Dear Editor,
Lincoln Lewis obviously did not read my letter directed at him (‘Lewis has to stop peddling his notion…’ SN, November 14) . He says my letter “is absent supporting evidence to negate my consistent position that the Guyana Constitution be respected and enforced” (‘An inconsistency in thinking,’ SN, Novermber 17). I clearly stated in my letter that the current constitution is fraudulent, illegitimate and illegal. It was drafted by an illegal dictatorship and supported by only around 10% of the voting age population in a fixed referendum. What more evidence does Mr Lewis want that this constitution is an illegality and cannot be respected and enforced with any legal or moral force? He does not comprehend the difference between de facto and de jure constitutionality for if he did, he would not be peddling this simplistic discourse.
A de facto constitution is one which exists as a matter of fact but is unlawful and illegitimate. This aptly describes the 1980 constitution. A de jure constitution is one which is lawful, given the force of lawfulness by a full participatory democratic referendum. A de jure constitution is also a de facto constitution. A de facto constitution is not a de jure constitution. Guyana has never had a de jure constitution. Once the citizenry resides within the state governed by a de facto constitution, they are bound by its existence. This does not mean they morally or legalistically endorse that constitution nor does it imply the constitution is legal or moral, it simply means the citizenry operates under that constitution. That illegitimate de facto constitution remains the constitution of the land until it is replaced by a de jure constitution. Thus, one can operate under a constitution while maintaining it is without legal and moral validity.
The very notion that because one is trapped under de facto constitutional architecture lacking inherent legitimacy, one must respect and enforce the constitution and in doing so legitimize its inchoate fraudulence is exactly the kind of thinking that entrenches authoritarianism. Mr Lewis’s idea that this constitutional artifice should be clothed in legality not only enables the PPP to escape accountability, it also cleanses the PNC of its litany of abominations. For anyone to not view this constitution from the de facto versus de jure stance is downright capricious. We cannot legitimize a congenitally illegitimate constitution. We simply cannot. We may operate under it for the next fifty years but it will not alter in a single iota its immanent illegality. One can disrespect the constitution and condemn its enforcement because of its innate illegality but still utilize it for practical purposes because one lives, or is forced to live, within the confines of the state captive to the constitution. People must be entitled to moral outrage at and rejection of illegitimate laws even as they are forced by circumstances to condone and operate within them.
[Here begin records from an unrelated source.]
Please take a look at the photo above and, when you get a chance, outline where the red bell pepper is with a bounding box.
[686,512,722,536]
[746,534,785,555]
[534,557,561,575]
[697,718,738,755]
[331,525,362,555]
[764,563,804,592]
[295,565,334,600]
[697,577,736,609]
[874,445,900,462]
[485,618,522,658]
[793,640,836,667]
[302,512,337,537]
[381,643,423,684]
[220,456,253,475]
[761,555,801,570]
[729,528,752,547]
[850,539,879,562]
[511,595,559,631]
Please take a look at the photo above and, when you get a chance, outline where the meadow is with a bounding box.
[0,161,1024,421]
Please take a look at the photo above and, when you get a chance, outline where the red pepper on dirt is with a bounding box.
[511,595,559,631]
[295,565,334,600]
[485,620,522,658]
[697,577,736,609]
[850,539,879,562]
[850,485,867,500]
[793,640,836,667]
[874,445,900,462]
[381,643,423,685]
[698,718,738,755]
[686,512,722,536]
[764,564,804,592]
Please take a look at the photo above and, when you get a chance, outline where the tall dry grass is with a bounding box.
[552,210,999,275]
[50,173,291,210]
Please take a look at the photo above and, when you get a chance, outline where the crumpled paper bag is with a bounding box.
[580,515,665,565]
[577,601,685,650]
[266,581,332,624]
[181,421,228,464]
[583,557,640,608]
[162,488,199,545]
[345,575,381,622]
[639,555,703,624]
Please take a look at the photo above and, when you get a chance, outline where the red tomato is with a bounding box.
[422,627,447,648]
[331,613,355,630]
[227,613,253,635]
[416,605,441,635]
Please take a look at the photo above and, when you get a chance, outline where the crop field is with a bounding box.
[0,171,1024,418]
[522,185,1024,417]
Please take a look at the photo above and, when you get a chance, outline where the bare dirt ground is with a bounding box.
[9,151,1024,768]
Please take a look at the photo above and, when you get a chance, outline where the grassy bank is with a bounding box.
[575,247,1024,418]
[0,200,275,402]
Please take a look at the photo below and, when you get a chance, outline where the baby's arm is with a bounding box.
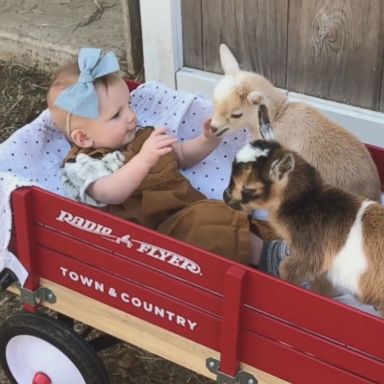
[87,128,176,204]
[173,120,221,168]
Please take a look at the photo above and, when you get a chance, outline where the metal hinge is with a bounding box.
[205,357,257,384]
[20,287,56,307]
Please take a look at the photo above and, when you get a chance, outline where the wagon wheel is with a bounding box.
[0,312,109,384]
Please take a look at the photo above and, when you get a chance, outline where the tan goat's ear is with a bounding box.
[259,104,276,141]
[247,91,264,105]
[269,153,295,181]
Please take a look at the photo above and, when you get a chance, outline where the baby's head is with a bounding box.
[47,48,136,149]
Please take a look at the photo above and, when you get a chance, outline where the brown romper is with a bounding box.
[65,128,250,264]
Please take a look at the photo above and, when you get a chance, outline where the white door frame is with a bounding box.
[140,0,384,147]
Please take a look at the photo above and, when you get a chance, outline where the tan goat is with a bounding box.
[211,44,380,201]
[224,140,384,312]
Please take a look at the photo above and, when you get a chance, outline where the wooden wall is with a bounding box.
[181,0,384,111]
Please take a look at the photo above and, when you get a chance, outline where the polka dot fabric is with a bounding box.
[132,81,249,200]
[0,110,70,283]
[0,82,247,280]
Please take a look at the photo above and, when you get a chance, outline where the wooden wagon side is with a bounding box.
[7,149,384,384]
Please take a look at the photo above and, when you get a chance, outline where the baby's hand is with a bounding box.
[139,128,177,168]
[203,119,221,142]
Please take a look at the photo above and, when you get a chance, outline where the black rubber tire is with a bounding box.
[0,312,109,384]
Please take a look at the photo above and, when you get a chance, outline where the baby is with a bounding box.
[47,48,261,264]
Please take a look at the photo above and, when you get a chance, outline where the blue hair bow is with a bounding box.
[55,48,120,119]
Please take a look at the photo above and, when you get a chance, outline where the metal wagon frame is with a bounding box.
[0,79,384,384]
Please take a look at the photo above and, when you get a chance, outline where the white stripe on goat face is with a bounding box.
[328,200,374,294]
[213,75,236,103]
[236,144,270,163]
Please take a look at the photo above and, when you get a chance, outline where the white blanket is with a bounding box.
[0,82,248,284]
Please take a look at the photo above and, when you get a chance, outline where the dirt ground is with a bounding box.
[0,61,213,384]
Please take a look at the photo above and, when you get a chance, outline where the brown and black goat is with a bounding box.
[224,140,384,312]
[211,44,380,201]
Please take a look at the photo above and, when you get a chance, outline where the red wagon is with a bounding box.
[0,79,384,384]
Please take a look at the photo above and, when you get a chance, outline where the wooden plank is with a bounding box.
[34,228,384,380]
[287,0,384,110]
[244,271,384,364]
[28,188,233,293]
[202,0,288,87]
[34,227,223,316]
[11,279,287,384]
[121,0,143,80]
[181,0,203,68]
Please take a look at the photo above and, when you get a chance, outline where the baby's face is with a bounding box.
[84,78,136,149]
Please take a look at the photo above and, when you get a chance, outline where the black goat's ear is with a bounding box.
[259,104,275,141]
[269,153,295,181]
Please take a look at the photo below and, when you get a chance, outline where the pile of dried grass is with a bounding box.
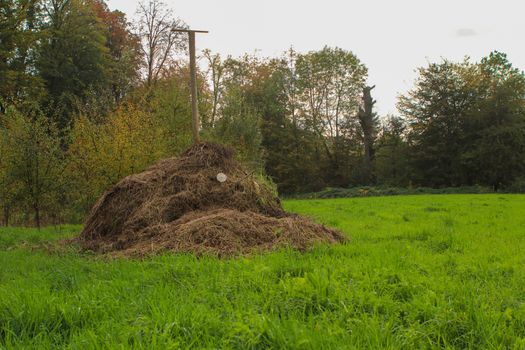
[76,143,344,256]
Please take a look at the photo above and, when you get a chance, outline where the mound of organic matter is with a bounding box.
[76,143,344,255]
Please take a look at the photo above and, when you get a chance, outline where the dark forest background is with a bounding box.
[0,0,525,226]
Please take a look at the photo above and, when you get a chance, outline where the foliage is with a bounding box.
[0,194,525,349]
[65,104,169,216]
[0,108,67,227]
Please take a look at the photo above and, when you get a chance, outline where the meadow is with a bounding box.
[0,194,525,349]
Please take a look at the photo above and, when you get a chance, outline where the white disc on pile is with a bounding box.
[217,173,228,183]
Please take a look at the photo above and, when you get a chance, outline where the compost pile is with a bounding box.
[76,143,344,256]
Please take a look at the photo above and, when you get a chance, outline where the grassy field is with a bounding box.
[0,195,525,349]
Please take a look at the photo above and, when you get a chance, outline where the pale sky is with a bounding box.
[107,0,525,115]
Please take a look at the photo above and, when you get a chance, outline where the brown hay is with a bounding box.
[76,143,344,256]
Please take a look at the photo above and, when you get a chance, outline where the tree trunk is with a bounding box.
[358,86,376,182]
[4,206,9,227]
[33,203,40,230]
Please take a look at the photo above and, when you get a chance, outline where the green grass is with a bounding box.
[0,195,525,349]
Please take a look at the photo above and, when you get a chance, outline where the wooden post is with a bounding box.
[173,29,208,144]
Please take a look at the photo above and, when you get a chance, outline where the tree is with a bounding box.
[357,85,378,183]
[463,51,525,190]
[374,116,411,187]
[0,108,66,228]
[0,0,43,113]
[91,0,141,104]
[295,47,367,186]
[37,0,111,130]
[136,0,186,86]
[398,59,478,187]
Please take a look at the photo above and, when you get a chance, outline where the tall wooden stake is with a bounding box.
[173,29,208,144]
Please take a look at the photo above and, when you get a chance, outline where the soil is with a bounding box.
[75,143,345,256]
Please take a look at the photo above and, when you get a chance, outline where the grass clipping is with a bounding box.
[76,143,344,256]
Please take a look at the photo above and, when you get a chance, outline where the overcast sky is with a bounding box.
[107,0,525,115]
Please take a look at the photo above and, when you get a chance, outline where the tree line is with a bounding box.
[0,0,525,226]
The constitution does not have to be legal to hold the government accountable. It has to exist and operate in de facto fashion to suffice. The recent act of prorogation of a legislature by a minority executive president highlights the de facto versus de jure distinction that must be made by society.
Mr Lewis quoted Article 119A, which deals with constitutional reform. What he does not highlight are the blockages to constitutional reform in this de facto constitution and further, the gravity of executive interference in achieving constitutional reform. People power does not exist under the 1980 constitution. People power is subject and secondary to executive power. The people elect the National Assembly and the President, and the President – minority or majority – can prorogue and dissolve the Assembly at will, without reason and on a whim. The selection of the various commissions Mr Lewis references are politically driven with inordinate power resident in the president in this regard. The non-establishment of these commissions reflects the torment that is executive power stymieing people power. The selection of the dominant power roles within the judiciary require executive/presidential consent. The constitution is here as a fact of life. We are forced to live within it and its heinous manifestations but we cannot legalize or moralize positively on it. We will operate within it until it is radically changed. We will rely on it for practical reasons until it is replaced with a legally chosen constitution. We will not respect it or enforce it out of any legal or moral duty but out of mere survival and mere systemic operability. The courts will write judgements on it. But it remains incipiently fraudulent, illegal and immoral. In parting, where are the legal minds of this country to lead this discourse? Non-attorneys like Mr Lewis and myself should not be leading this discussion.